State-to-State Portability
Does the plan allow continuation of coverage if you move to another state? Most plans, except Blue Cross, allow a transfer to states where they are licensed to provide coverage.
Underwriting Approval & Pre-Screen Evaluation
All Individual Insurance Carriers have the right to decline applications, rate-up premiums and/or waive coverage for pre-existing medical conditions.

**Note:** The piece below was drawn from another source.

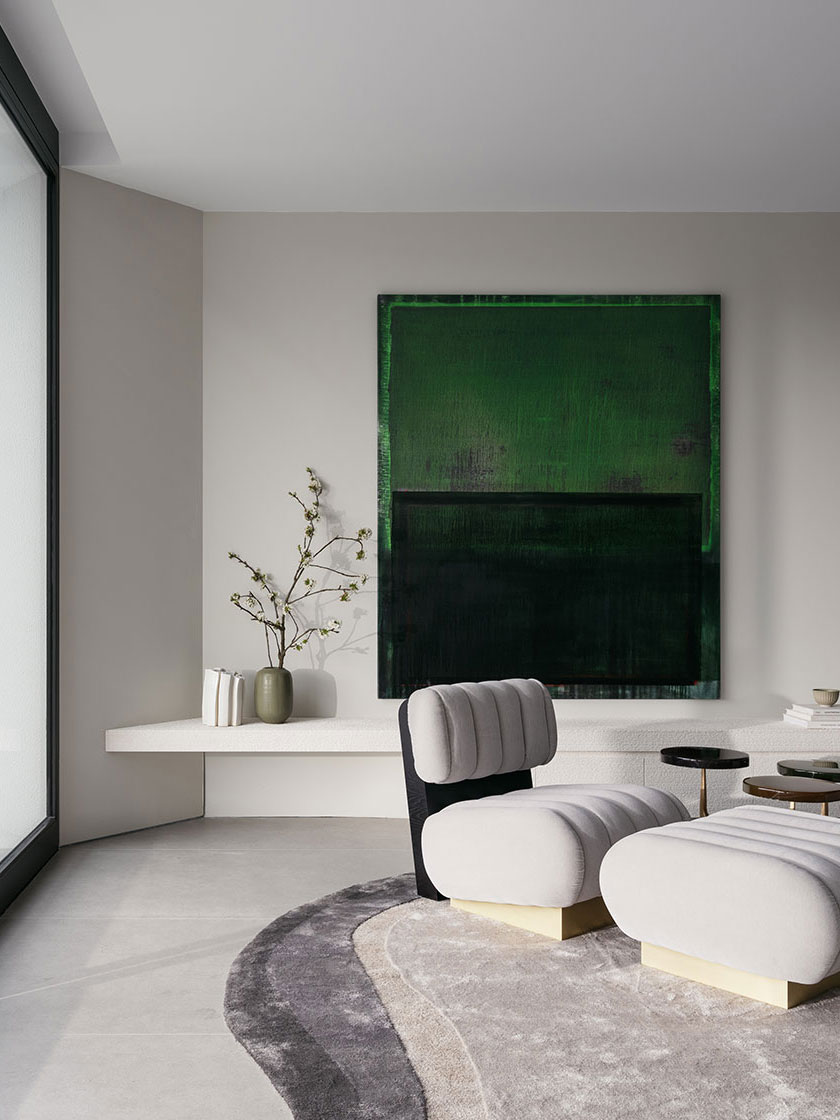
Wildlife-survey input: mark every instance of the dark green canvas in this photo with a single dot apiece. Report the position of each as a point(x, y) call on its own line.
point(549, 493)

Note: Make sure your Agent conducts an Underwriting Pre-screen Evaluation of your medical information prior to submitting an application, which will reduce the possibility of being declined.
Un-Insurable Individuals
Individual with pre-existing medical conditions, including: AIDS; Alzheimer's Disease; Angioplasty; Cancer; Bi-Polar Disorder; Cirrhosis of the Liver; COPD; Cystic Fibrosis; Diabetes; Emphysema; Gastric Bypass; Heart Attack; Hemophilia; Hepatitis C; Kidney Disease; Leukemia; Lupus; Multiple Sclerosis; Obesity; Parkinson's Disease; Pulmonary Fibrosis; Rheumatoid Arthritis; Stroke; Ulcerative Colitis; and hundreds of other conditions.
Usual, Customary and Reasonable (UCR) Charges
The amount a health plan will recognize for payment for a particular medical procedure. It is typically based on what is considered "reasonable" for that procedure in your service area.
Do not purchase a plan that does not pay UCR charges or the Hospitals, Doctorýs, Surgeons, Labs and Clinics will bill you for the difference.